Inflation is a labor market phenomenon, i.e., a wage price spiral, accommodated by monetary policy. Here I am adopting the "economics" definition of inflation as a general rise on the price level.

Now, so long as the capitalists continue to subject labor to diminishing real incomes, the only inflation that can exist is asset bubbles, financed by the increasing incomes of the capitalist class. While there is at least a feeble attempt by households to rebuild balance sheets, filling up one's gas tank with gas to beat rising gas prices does not constitute a sufficient increase in the velocity of money to trigger a hyperinflation. Fundamentally, the budget constraint on the vast majority of real incomes precludes accelerating inflation. So much for the velocity means of triggering a hyperinflation.

With the recent speculation that Lawrence Summers is the President's favorite for the new Fed chief, there is some reason to attend to the "money in circulation" model of hyperinflation. Summers is an advocate of taking on lots of new federal debt to stimulate the economy. The way that this will be accomplished may end up being a close facsimile of the Modern Monetary Theory prescriptions in that the Fed will essentially print these dollars and send them into the economy as "new money in circulation" through the Treasury. However, Janet Yellen is likely to do the same thing.

There is certainly an argument for undertaking large infrastructure projects while interest rates are extremely low. And the massive increase in debt is consistent with Sornette's estimations of the worldwide debt bubble's trajectory referenced a couple of posts ago. (Ron Paul has suggested that the Fed might simply forgive such debt held by the Fed, which would make it a pure MMT exercise.)

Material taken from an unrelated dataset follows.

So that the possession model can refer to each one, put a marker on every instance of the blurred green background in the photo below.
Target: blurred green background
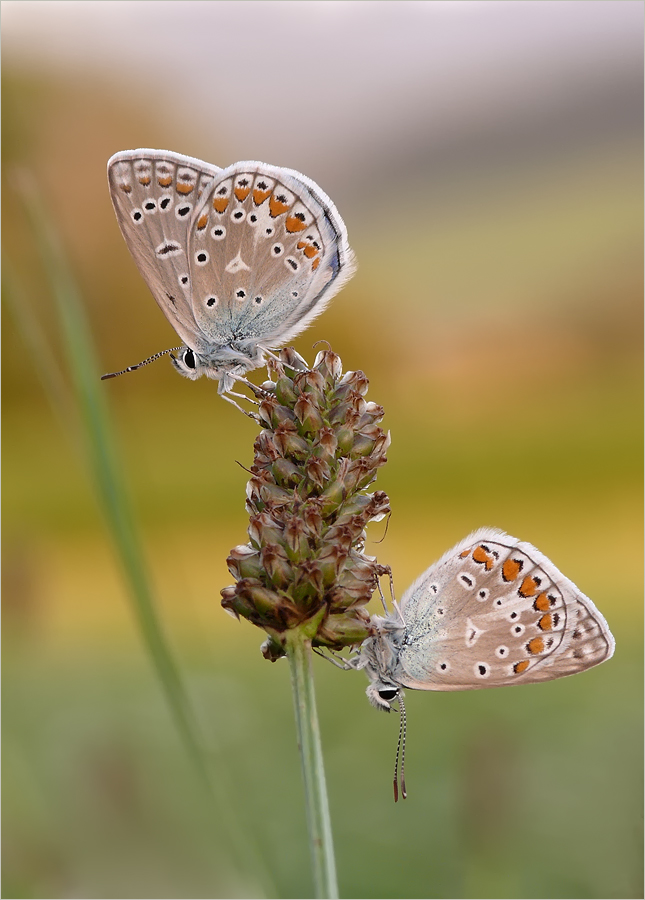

The point being that much of such spending might conceivably flow to the people as incomes (although the last bout of stimulus demonstrably did not, some 90+% of it winding up in the pockets of the 1%) and ignite an inflationary or hyper inflationary outcome. But I doubt it. More likely I think is that essentially carry trade-generated asset bubbles persist wherever the hot money flows, while labor's compensation remains stagnant. The vanishing middle classes around the world will experience stagflation, but not concomitantly rising wages.

Hence, Sornette's finite time singularity is likely to be profoundly deflationary when the bubble pops. There might at last be something like a global debt jubilee around 2020, simply because the debt service finally overtakes the ability of markets to absorb the debt required to pay it. This will be the End of the Modern Age, possibly, if complete monetary chaos halts much of international trade. The 2020s may be the decade when large scale barter becomes the norm between nations.

In the CIA's humint (human intelligence) areas, the study of faces is a recognized discipline. One needs to know very little about Lawrence Summers to realize he is a complete ass. The only public faces in recent memory that show such obvious bad intent are those of Phil Gramm and Paul Wolfowitz.

But it doesn't matter who is appointed to the Fed chair, because Janet Yellen will do the same thing as Summers, only possibly less aggressively.